15.08.2012
Was sind Frühe Hilfen?
Mechthild Paul, Nationales Zentrum Frühe Hilfen
Schlagwörter:Eltern, Familie, Frühe Hilfen, Jugendhilfe, Kinderschutz, Netzwerk, Prävention
Seit einigen Jahren findet ein intensiver fachpolitischer Diskurs um die Frühen Hilfen statt. Dieser Diskurs hat dazu geführt, dass die Frühen Hilfen eine Verankerung im neuen Bundeskinderschutzgesetz fanden. Aber was ist das „Neue“ an den Frühen Hilfen, welche Hoffnungen werden mit den Frühen Hilfen verbunden?
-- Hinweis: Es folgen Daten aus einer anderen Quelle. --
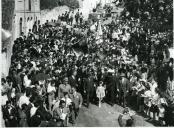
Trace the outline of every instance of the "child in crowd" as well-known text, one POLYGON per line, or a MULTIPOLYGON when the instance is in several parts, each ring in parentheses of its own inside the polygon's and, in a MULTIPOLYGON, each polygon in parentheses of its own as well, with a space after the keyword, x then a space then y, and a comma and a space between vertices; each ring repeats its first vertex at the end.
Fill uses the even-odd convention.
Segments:
POLYGON ((99 98, 99 108, 101 107, 101 102, 103 98, 105 97, 105 87, 103 87, 103 82, 99 82, 99 86, 97 87, 96 90, 97 97, 99 98))

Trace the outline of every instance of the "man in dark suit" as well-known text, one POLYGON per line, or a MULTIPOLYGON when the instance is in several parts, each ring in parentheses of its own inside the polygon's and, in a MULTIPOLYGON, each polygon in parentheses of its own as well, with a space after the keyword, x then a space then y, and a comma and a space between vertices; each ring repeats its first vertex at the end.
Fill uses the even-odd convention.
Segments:
POLYGON ((78 87, 76 75, 77 75, 77 72, 73 71, 72 75, 68 79, 71 87, 78 87))
POLYGON ((126 96, 129 92, 129 80, 125 77, 124 73, 121 73, 119 80, 119 102, 123 107, 126 106, 126 96))
POLYGON ((10 101, 7 101, 3 110, 3 118, 5 120, 6 127, 17 127, 17 111, 11 105, 10 101))
POLYGON ((89 107, 89 102, 94 103, 94 92, 95 92, 95 87, 94 87, 94 78, 92 76, 92 73, 89 72, 87 75, 87 78, 84 79, 84 92, 86 94, 86 102, 87 102, 87 107, 89 107))

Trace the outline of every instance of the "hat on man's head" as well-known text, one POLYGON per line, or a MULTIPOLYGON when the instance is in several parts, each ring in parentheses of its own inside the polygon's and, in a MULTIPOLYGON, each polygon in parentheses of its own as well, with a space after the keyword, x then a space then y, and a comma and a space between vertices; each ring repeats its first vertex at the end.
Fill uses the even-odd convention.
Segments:
POLYGON ((63 81, 68 82, 68 77, 65 77, 63 81))
POLYGON ((125 73, 122 72, 122 73, 120 74, 120 77, 125 77, 125 73))

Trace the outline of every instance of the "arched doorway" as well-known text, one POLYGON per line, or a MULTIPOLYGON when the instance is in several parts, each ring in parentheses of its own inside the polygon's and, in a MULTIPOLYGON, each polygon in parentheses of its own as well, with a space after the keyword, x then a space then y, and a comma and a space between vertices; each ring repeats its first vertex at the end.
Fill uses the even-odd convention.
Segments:
POLYGON ((19 21, 19 34, 21 35, 22 33, 22 18, 20 18, 20 21, 19 21))

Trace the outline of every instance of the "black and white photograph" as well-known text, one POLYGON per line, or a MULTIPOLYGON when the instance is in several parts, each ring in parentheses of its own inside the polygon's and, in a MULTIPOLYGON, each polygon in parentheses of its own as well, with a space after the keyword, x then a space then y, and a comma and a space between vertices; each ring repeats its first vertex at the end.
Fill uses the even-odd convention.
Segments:
POLYGON ((174 127, 173 0, 0 3, 0 127, 174 127))

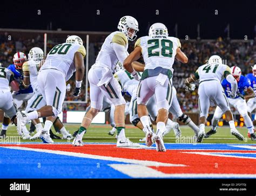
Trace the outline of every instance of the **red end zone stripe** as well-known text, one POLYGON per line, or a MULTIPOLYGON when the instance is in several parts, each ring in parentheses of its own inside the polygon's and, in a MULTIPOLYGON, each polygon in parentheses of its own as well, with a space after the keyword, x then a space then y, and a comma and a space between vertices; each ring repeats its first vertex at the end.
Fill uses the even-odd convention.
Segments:
MULTIPOLYGON (((10 146, 10 145, 1 146, 10 146)), ((14 146, 32 149, 59 150, 126 159, 152 160, 174 164, 184 164, 185 167, 151 166, 165 173, 234 173, 255 174, 256 159, 212 156, 184 153, 185 152, 255 153, 252 150, 167 150, 158 152, 155 150, 118 148, 115 145, 85 144, 83 147, 71 145, 14 145, 14 146)))

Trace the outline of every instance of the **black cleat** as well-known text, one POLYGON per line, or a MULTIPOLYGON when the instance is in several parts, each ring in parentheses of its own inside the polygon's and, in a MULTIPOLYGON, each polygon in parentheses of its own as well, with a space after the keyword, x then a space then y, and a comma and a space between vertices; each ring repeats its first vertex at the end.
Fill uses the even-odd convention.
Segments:
POLYGON ((62 139, 62 138, 60 137, 59 137, 58 136, 56 136, 55 135, 51 129, 50 129, 50 137, 52 139, 62 139))
POLYGON ((251 139, 253 141, 256 141, 256 136, 255 136, 254 134, 251 134, 251 139))
POLYGON ((216 134, 217 131, 216 130, 214 130, 212 129, 211 129, 209 131, 208 131, 206 134, 205 135, 205 138, 207 138, 210 136, 211 136, 212 135, 216 134))
POLYGON ((76 137, 77 135, 78 134, 78 131, 79 131, 79 129, 77 131, 75 131, 72 135, 73 137, 76 137))
POLYGON ((1 134, 0 134, 1 138, 5 138, 6 137, 6 130, 2 129, 1 131, 1 134))

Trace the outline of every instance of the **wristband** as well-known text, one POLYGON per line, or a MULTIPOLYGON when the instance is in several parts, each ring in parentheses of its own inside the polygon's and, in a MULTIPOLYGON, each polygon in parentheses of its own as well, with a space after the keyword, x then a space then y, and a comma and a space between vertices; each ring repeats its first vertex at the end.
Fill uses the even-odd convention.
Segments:
POLYGON ((137 74, 136 71, 135 70, 134 70, 134 69, 133 69, 133 71, 132 73, 131 73, 132 75, 133 75, 133 76, 134 76, 135 75, 137 74))
POLYGON ((81 80, 81 81, 76 80, 76 88, 81 88, 82 82, 83 82, 83 80, 81 80))

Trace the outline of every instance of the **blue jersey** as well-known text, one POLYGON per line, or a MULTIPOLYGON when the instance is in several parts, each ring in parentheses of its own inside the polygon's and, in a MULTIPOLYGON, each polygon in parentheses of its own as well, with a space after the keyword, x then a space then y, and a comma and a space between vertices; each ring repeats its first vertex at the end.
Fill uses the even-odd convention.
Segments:
MULTIPOLYGON (((22 69, 21 69, 21 71, 15 68, 15 65, 14 64, 10 65, 7 67, 7 68, 12 72, 14 75, 14 78, 18 81, 18 82, 19 82, 23 80, 23 72, 22 69)), ((32 88, 31 85, 29 85, 29 88, 25 88, 24 89, 20 89, 16 94, 18 95, 20 94, 27 94, 31 93, 33 93, 33 88, 32 88)))
MULTIPOLYGON (((245 95, 245 92, 246 92, 248 88, 251 86, 251 82, 246 77, 244 76, 244 75, 241 75, 239 81, 238 82, 237 85, 238 88, 237 91, 237 96, 235 99, 240 97, 240 96, 237 95, 238 93, 245 95)), ((221 85, 224 88, 226 96, 230 98, 230 97, 228 96, 228 94, 231 92, 231 83, 228 82, 226 79, 224 79, 221 83, 221 85)))
POLYGON ((253 88, 254 93, 256 94, 256 77, 252 73, 246 75, 246 78, 251 81, 251 87, 253 88))

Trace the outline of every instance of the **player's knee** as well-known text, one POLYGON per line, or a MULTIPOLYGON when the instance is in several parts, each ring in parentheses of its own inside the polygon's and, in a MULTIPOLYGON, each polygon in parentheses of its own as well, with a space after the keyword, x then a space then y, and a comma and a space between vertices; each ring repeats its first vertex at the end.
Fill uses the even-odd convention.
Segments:
POLYGON ((180 116, 179 116, 178 119, 179 121, 183 122, 185 124, 187 124, 191 120, 190 116, 185 114, 183 114, 180 116))
POLYGON ((139 118, 135 118, 133 120, 131 123, 135 126, 137 126, 137 124, 138 123, 138 122, 140 121, 140 120, 139 118))
POLYGON ((89 113, 91 113, 93 116, 96 116, 99 112, 99 110, 98 108, 95 108, 91 107, 89 113))

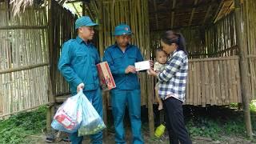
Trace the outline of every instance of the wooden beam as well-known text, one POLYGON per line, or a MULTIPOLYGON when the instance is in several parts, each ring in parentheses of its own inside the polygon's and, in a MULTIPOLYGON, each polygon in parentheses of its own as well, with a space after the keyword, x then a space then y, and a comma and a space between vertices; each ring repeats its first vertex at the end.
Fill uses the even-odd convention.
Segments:
POLYGON ((17 68, 11 68, 11 69, 7 69, 7 70, 0 70, 0 74, 6 74, 6 73, 13 73, 13 72, 15 72, 15 71, 31 70, 31 69, 34 69, 34 68, 41 67, 41 66, 49 66, 49 63, 48 62, 45 62, 45 63, 39 63, 39 64, 34 64, 34 65, 30 65, 30 66, 24 66, 17 67, 17 68))
POLYGON ((17 29, 47 29, 48 26, 0 26, 0 30, 17 30, 17 29))
POLYGON ((207 11, 206 11, 205 18, 203 19, 203 22, 202 22, 202 25, 205 25, 206 21, 206 19, 207 19, 207 18, 208 18, 208 16, 209 16, 209 14, 210 14, 210 10, 211 10, 211 5, 210 5, 210 6, 208 6, 208 9, 207 9, 207 11))
MULTIPOLYGON (((156 11, 158 10, 157 8, 157 4, 155 0, 153 1, 154 3, 154 10, 156 11)), ((157 25, 157 29, 158 29, 158 13, 154 14, 154 17, 155 17, 155 22, 156 22, 156 25, 157 25)))
MULTIPOLYGON (((175 6, 176 6, 176 0, 173 0, 172 9, 175 9, 175 6)), ((174 11, 172 11, 170 14, 170 28, 171 29, 174 28, 174 11)))
POLYGON ((218 9, 216 10, 216 12, 215 12, 215 14, 214 14, 214 23, 215 23, 216 21, 217 21, 216 19, 218 18, 218 15, 220 10, 222 10, 223 3, 224 3, 224 0, 222 0, 222 2, 219 3, 219 5, 218 6, 218 9))
POLYGON ((243 112, 244 118, 246 127, 247 136, 252 138, 252 127, 250 122, 250 103, 249 103, 249 84, 248 84, 248 62, 246 57, 247 56, 246 49, 247 46, 244 40, 248 38, 242 38, 242 36, 246 37, 246 34, 242 34, 244 31, 242 30, 242 20, 241 18, 241 3, 240 0, 234 0, 234 18, 235 18, 235 30, 236 30, 236 38, 239 49, 239 57, 240 57, 240 74, 241 74, 241 83, 242 83, 242 98, 243 104, 243 112))
MULTIPOLYGON (((198 0, 194 0, 194 5, 197 5, 197 4, 198 4, 198 0)), ((193 8, 193 9, 192 9, 192 11, 191 11, 191 15, 190 15, 189 25, 188 25, 189 26, 191 25, 194 11, 195 11, 195 8, 193 8)))
MULTIPOLYGON (((50 103, 55 103, 55 98, 53 94, 53 50, 54 50, 54 23, 53 20, 54 18, 54 0, 48 0, 48 44, 49 44, 49 63, 50 63, 50 70, 49 70, 49 76, 48 76, 48 90, 47 90, 47 95, 50 103)), ((47 109, 46 113, 46 130, 47 132, 52 132, 53 130, 50 126, 50 123, 52 122, 52 118, 54 114, 54 106, 50 105, 47 109)))

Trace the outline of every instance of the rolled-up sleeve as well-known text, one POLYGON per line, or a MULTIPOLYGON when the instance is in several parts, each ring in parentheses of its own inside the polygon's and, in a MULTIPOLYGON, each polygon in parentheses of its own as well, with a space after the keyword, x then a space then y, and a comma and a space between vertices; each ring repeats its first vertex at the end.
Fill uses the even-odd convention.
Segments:
POLYGON ((71 52, 70 49, 69 42, 65 42, 62 46, 62 54, 58 61, 58 69, 60 70, 62 75, 72 86, 78 86, 82 82, 82 80, 70 67, 71 63, 71 52))

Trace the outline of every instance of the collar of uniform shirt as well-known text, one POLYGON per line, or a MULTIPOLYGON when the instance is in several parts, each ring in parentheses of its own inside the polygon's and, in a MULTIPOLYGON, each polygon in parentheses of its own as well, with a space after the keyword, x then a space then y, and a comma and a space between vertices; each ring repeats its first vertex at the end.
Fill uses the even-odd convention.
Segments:
MULTIPOLYGON (((115 45, 116 47, 120 48, 120 47, 118 46, 118 45, 117 44, 117 42, 115 42, 114 45, 115 45)), ((128 43, 126 48, 128 49, 128 48, 130 48, 130 46, 131 46, 131 45, 130 45, 130 43, 128 43)))
POLYGON ((75 39, 78 42, 78 43, 84 42, 86 45, 90 45, 91 44, 90 42, 84 42, 79 36, 77 36, 77 38, 75 39))

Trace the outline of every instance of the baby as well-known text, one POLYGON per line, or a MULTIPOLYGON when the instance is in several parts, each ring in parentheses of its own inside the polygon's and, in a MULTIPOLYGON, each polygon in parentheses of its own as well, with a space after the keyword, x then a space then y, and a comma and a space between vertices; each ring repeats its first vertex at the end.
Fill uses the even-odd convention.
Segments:
MULTIPOLYGON (((157 62, 154 65, 154 70, 156 72, 162 72, 165 70, 166 63, 167 62, 167 54, 165 51, 162 49, 158 48, 155 51, 156 54, 156 60, 157 62)), ((159 90, 159 82, 155 85, 154 90, 155 95, 157 98, 157 101, 158 102, 158 110, 162 109, 162 102, 159 98, 158 95, 158 90, 159 90)))

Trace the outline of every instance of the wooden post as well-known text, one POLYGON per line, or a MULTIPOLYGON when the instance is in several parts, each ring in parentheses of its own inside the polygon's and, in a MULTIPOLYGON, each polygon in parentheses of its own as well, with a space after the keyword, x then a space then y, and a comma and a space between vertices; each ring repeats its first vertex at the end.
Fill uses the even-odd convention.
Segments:
POLYGON ((86 15, 86 4, 84 2, 82 2, 82 15, 85 16, 86 15))
POLYGON ((53 80, 53 47, 54 47, 54 42, 53 42, 53 32, 54 32, 54 26, 52 22, 52 10, 53 10, 53 3, 52 0, 48 1, 48 41, 49 41, 49 62, 50 62, 50 74, 49 74, 49 85, 48 85, 48 98, 50 106, 47 110, 47 114, 46 114, 46 130, 47 131, 51 130, 50 123, 52 121, 54 111, 54 102, 55 102, 55 98, 53 94, 53 86, 52 86, 52 80, 53 80))
MULTIPOLYGON (((103 44, 103 2, 98 1, 98 49, 101 58, 104 54, 104 44, 103 44)), ((102 104, 103 104, 103 120, 106 125, 107 125, 107 96, 108 91, 102 92, 102 104)), ((107 136, 107 129, 104 132, 104 135, 107 136)))
MULTIPOLYGON (((149 22, 149 14, 148 14, 148 2, 147 0, 142 0, 142 4, 145 6, 145 35, 147 36, 147 38, 150 37, 150 22, 149 22)), ((145 49, 146 49, 146 59, 150 58, 150 39, 147 39, 145 42, 145 49)), ((154 137, 154 110, 153 110, 153 99, 154 99, 154 78, 148 78, 146 80, 146 88, 147 88, 147 102, 148 102, 148 118, 149 118, 149 127, 150 127, 150 135, 151 138, 154 137)), ((151 76, 150 76, 151 77, 151 76)))
POLYGON ((236 29, 236 38, 239 50, 240 57, 240 74, 241 83, 242 83, 242 97, 243 103, 243 111, 245 116, 245 122, 246 126, 247 136, 252 138, 252 128, 250 122, 250 105, 249 105, 249 90, 248 90, 248 62, 246 58, 246 46, 243 46, 243 40, 246 38, 242 38, 242 18, 241 18, 241 6, 240 0, 234 0, 234 18, 235 18, 235 29, 236 29))

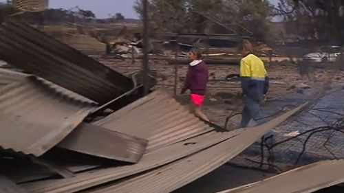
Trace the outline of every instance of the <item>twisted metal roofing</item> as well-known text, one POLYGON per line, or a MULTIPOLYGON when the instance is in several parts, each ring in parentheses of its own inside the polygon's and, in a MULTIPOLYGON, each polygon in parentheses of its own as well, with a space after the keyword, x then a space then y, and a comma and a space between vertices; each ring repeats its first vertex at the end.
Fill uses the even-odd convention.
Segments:
POLYGON ((31 76, 0 89, 0 146, 40 156, 65 138, 96 104, 31 76))
POLYGON ((0 25, 0 58, 100 104, 131 90, 132 80, 30 25, 0 25))

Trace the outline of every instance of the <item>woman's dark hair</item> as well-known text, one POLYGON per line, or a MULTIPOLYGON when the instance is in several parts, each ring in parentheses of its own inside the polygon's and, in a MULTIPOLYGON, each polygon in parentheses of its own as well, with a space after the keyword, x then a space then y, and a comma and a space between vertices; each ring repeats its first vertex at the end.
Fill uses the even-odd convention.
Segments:
POLYGON ((193 47, 190 49, 190 53, 192 53, 196 56, 196 58, 200 59, 202 58, 202 50, 197 47, 193 47))
POLYGON ((253 50, 253 47, 252 46, 252 44, 248 40, 242 41, 240 43, 240 44, 239 45, 238 48, 239 48, 239 51, 241 51, 244 49, 245 49, 245 50, 248 51, 248 52, 252 52, 252 50, 253 50))

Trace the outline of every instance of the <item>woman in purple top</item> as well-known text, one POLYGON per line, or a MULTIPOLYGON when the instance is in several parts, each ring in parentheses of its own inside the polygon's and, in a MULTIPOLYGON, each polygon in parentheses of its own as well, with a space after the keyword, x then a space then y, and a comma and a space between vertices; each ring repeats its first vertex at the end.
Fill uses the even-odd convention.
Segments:
POLYGON ((186 80, 182 89, 184 94, 187 89, 190 89, 191 99, 193 102, 193 111, 200 118, 209 122, 208 117, 202 112, 200 106, 204 100, 204 95, 208 82, 208 67, 201 60, 202 52, 197 48, 193 48, 189 53, 189 57, 192 60, 189 67, 186 80))

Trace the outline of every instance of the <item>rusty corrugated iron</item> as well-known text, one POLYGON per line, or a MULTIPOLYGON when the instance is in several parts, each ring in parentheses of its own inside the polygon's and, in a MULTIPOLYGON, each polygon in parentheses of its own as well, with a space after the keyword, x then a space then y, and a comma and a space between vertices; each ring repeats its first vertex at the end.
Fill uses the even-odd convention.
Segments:
POLYGON ((147 151, 213 130, 164 91, 156 91, 95 124, 149 140, 147 151))
POLYGON ((323 161, 218 193, 311 193, 344 183, 344 160, 323 161))
MULTIPOLYGON (((147 186, 143 187, 144 188, 140 190, 138 192, 111 192, 111 190, 109 189, 110 190, 109 192, 144 192, 141 191, 150 192, 148 190, 149 189, 146 188, 151 184, 152 185, 157 185, 156 187, 151 186, 149 188, 153 188, 153 190, 156 188, 156 190, 158 190, 157 192, 164 192, 164 191, 159 191, 161 190, 166 190, 166 188, 169 190, 171 188, 175 189, 177 187, 180 187, 180 185, 189 182, 191 179, 192 180, 195 177, 199 177, 204 172, 208 172, 210 170, 218 167, 219 165, 224 163, 224 161, 229 160, 231 157, 245 149, 248 146, 253 143, 256 139, 259 139, 266 131, 283 122, 303 106, 304 106, 304 105, 261 126, 250 128, 246 130, 236 130, 227 133, 211 131, 183 141, 171 144, 168 146, 155 150, 144 155, 142 159, 138 163, 132 166, 97 170, 89 172, 78 174, 71 179, 56 179, 35 182, 23 185, 23 187, 30 192, 34 193, 76 192, 171 163, 170 165, 168 165, 168 167, 172 166, 172 168, 169 168, 170 170, 167 170, 182 174, 182 175, 174 175, 175 173, 173 173, 174 177, 178 177, 178 179, 180 177, 181 181, 174 181, 174 179, 171 179, 171 178, 166 179, 164 181, 160 181, 160 180, 164 180, 164 177, 166 176, 161 178, 159 177, 165 175, 166 173, 155 172, 156 170, 153 170, 153 172, 155 172, 155 174, 156 177, 159 179, 158 183, 153 182, 151 183, 150 183, 150 182, 146 183, 144 185, 147 186), (221 143, 222 141, 224 142, 221 143), (215 148, 203 150, 219 143, 220 143, 219 145, 214 146, 215 148), (187 157, 197 152, 200 152, 195 155, 187 157), (195 156, 197 159, 195 159, 195 156), (175 163, 173 161, 182 157, 186 157, 184 159, 180 161, 183 163, 182 169, 175 168, 176 165, 180 165, 180 161, 175 163), (195 162, 194 161, 196 159, 197 161, 195 162), (192 161, 189 161, 190 160, 192 161), (203 170, 204 168, 202 167, 197 168, 197 170, 193 168, 194 164, 195 164, 195 166, 204 166, 203 164, 205 166, 209 164, 209 163, 212 163, 212 165, 210 167, 206 167, 205 168, 206 168, 206 170, 203 170), (198 173, 195 174, 193 172, 197 170, 200 170, 197 172, 198 173), (168 187, 168 185, 169 185, 169 184, 175 186, 173 188, 168 187), (159 188, 160 186, 161 187, 159 188)), ((130 116, 130 115, 128 115, 130 116)), ((166 169, 164 170, 164 171, 166 170, 166 169)), ((169 177, 173 177, 173 175, 169 175, 169 177)), ((149 176, 151 177, 152 175, 149 176)), ((147 181, 153 180, 153 179, 150 178, 146 179, 147 179, 147 181)), ((154 180, 157 179, 154 179, 154 180)), ((125 181, 124 183, 125 183, 125 181)), ((138 181, 138 183, 142 183, 142 181, 138 181)), ((144 183, 140 184, 140 185, 143 185, 144 183)), ((137 187, 136 185, 138 185, 138 184, 131 185, 133 185, 134 188, 137 187)), ((107 190, 105 189, 103 190, 106 191, 107 190)))
POLYGON ((32 193, 76 192, 173 162, 237 135, 238 135, 237 130, 226 135, 211 131, 146 153, 136 164, 98 169, 76 174, 72 179, 36 181, 24 184, 23 187, 32 193))
POLYGON ((0 146, 40 156, 96 107, 89 100, 34 76, 0 89, 0 146))
POLYGON ((0 58, 100 104, 133 86, 130 78, 13 19, 0 26, 0 58))
MULTIPOLYGON (((241 129, 239 135, 214 146, 164 167, 121 182, 96 188, 94 193, 168 193, 186 185, 222 166, 303 108, 303 104, 268 123, 241 129)), ((226 135, 230 133, 224 133, 226 135)))
POLYGON ((143 139, 82 123, 58 146, 96 157, 137 163, 147 144, 143 139))
POLYGON ((48 0, 14 0, 13 7, 25 12, 41 12, 48 5, 48 0))

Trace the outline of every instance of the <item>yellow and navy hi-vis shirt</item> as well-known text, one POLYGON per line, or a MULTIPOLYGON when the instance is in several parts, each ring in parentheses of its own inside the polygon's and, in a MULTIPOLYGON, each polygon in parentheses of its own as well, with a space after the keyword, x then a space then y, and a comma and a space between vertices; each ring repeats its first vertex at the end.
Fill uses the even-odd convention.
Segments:
POLYGON ((269 79, 264 63, 252 54, 249 54, 240 61, 240 77, 244 94, 250 98, 260 101, 269 88, 269 79))

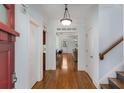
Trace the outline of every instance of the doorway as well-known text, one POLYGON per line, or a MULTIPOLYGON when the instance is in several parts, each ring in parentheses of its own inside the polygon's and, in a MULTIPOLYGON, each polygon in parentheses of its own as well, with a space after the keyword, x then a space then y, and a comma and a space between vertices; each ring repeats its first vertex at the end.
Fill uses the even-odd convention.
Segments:
POLYGON ((30 19, 29 35, 29 86, 32 88, 37 81, 41 80, 41 28, 36 20, 30 19))
POLYGON ((56 69, 74 70, 78 68, 78 33, 56 33, 56 69))

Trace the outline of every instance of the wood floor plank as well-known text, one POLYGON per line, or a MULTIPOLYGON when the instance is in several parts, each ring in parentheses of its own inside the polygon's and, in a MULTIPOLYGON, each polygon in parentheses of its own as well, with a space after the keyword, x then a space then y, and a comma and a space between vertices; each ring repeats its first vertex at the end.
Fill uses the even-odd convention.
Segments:
POLYGON ((72 54, 61 55, 57 70, 47 70, 44 80, 37 82, 33 89, 95 89, 85 71, 77 71, 72 54))

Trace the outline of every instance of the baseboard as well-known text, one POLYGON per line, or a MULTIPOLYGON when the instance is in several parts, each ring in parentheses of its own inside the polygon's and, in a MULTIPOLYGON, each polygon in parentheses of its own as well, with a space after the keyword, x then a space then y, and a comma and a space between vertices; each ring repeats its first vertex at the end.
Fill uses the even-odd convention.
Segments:
POLYGON ((91 82, 95 85, 96 88, 98 88, 98 83, 91 77, 91 75, 85 71, 88 74, 88 77, 90 78, 91 82))
MULTIPOLYGON (((110 75, 112 75, 112 73, 114 74, 116 71, 118 71, 118 69, 121 68, 121 66, 123 66, 123 65, 124 65, 124 63, 122 62, 119 65, 117 65, 116 67, 114 67, 111 71, 109 71, 106 75, 104 75, 104 77, 99 79, 99 82, 103 83, 103 81, 105 81, 105 79, 110 77, 110 75)), ((104 82, 104 83, 107 83, 107 82, 104 82)))

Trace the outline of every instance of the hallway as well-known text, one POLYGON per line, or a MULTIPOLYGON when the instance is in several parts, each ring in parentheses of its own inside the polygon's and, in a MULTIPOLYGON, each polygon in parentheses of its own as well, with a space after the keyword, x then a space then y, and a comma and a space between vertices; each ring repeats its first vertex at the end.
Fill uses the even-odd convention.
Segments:
POLYGON ((57 70, 47 70, 43 81, 33 89, 94 89, 95 86, 85 71, 76 71, 76 63, 71 53, 59 55, 57 70))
Frühe Hilfen: Begriffsbestimmung
Frühe Hilfen bilden lokale und regionale Unterstützungssysteme mit koordinierten Hilfeangeboten für Eltern und Kinder ab Beginn der Schwangerschaft und in den ersten Lebensjahren mit einem Schwerpunkt auf der Altersgruppe der Null- bis Dreijährigen. Sie zielen darauf ab, Entwicklungsmöglichkeiten von Kindern und Eltern in Familie und Gesellschaft frühzeitig und nachhaltig zu verbessern. Neben alltagspraktischer Unterstützung wollen Frühe Hilfen insbesondere einen Beitrag zur Förderung der Beziehungs- und Erziehungskompetenz von (werdenden) Müttern und Vätern leisten. Damit tragen sie maßgeblich zum gesunden Aufwachsen von Kindern bei und sichern deren Rechte auf Schutz, Förderung und Teilhabe.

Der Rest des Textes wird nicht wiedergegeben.